Hopes of finalising the Regional Comprehensive Economic Partnership (RCEP) have been thrown into doubt at the ongoing summit of the Association of Southeast Asian Nations (Asean) in Thailand. The 16-nation pact - which includes the 10-nation Asean bloc along with China, India, Japan, South Korea, Australia and New Zealand - accounts for 40 per cent of global commerce, 30 per cent of global GDP and half of the world's people.
“We don’t have a conclusion yet. Once there is one it would be announced,” Thai government spokesman Narumon Pinyosinwat told reporters on Sunday.
According to a draft statement by Asean leaders, the signing of the pact will likely be kicked back to 2020.
"Most market access negotiations have been completed and the few outstanding bilateral issues will be resolved by Feb 2020," said a draft agreement obtained by AFP.

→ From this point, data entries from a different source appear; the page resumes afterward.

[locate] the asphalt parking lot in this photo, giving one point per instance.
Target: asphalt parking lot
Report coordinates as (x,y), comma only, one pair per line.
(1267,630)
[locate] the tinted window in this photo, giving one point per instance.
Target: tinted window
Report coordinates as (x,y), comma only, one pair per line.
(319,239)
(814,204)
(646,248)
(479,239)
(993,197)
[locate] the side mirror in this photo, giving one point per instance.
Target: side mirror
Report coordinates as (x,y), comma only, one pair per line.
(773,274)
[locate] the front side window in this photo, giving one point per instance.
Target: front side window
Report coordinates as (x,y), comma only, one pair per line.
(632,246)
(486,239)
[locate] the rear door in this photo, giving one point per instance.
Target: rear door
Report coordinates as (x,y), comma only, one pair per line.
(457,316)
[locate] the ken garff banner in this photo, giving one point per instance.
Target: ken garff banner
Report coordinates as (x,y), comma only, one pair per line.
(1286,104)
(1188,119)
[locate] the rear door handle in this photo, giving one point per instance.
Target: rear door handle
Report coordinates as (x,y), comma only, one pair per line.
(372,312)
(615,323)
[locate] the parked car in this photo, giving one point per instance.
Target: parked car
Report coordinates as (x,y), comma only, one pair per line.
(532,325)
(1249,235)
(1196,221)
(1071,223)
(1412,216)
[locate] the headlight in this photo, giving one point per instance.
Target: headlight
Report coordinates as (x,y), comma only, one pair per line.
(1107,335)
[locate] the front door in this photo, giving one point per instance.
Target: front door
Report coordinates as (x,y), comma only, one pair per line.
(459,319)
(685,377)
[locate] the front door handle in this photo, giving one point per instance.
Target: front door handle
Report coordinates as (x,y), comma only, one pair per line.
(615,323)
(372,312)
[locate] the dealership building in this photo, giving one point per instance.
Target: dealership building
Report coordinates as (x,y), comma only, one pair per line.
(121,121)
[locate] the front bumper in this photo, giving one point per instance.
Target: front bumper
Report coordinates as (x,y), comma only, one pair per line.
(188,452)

Negotiations have sputtered for several years, but the statement said the text of all 20 chapters was now complete "pending the resolution of one" member, believed to be India.
But it said all members were "committed to sign the RCEP" next year in Vietnam, which will take over the Asean chair.
New Delhi is worried its small businesses will be hard hit by any flood of cheap Chinese goods creating "unsustainable trade deficits," Indian Prime Minister Narendra Modi said in an interview published by the Bangkok Post. A person with knowledge of New Delhi’s negotiations said new demands were made last week “which are difficult to meet.” Mr Modi told the Post that he is committed to RCEP talks but added “opening the vast Indian market must be matched by openings in some areas where our businesses can also benefit.”
Beijing sees RCEP as a central pillar of its trade strategy for its Asian neighbourhood, and it is backed by the leaders of Asean and who represent a 650 million-strong market.
Concluding the deal has been made more pressing by the brutal tit-for-tat trade war with the US, which has chipped back at growth in China, the world's second-largest economy.
The tit-for-tat tariffs lobbed by the US and China on billions of dollars worth of goods could drag growth to the lowest rate in over a decade, according to the IMF.
US President Donald Trump said he hopes to sign a deal with China's Xi Jinping in order to roll back some of the tariffs, telling reporters over the weekend an agreement could be signed in the US state of Iowa.
Chinese premier Li Keqiang said earlier in the day his country remained "firmly committed to supporting Asean centrality" as part of its regional ties.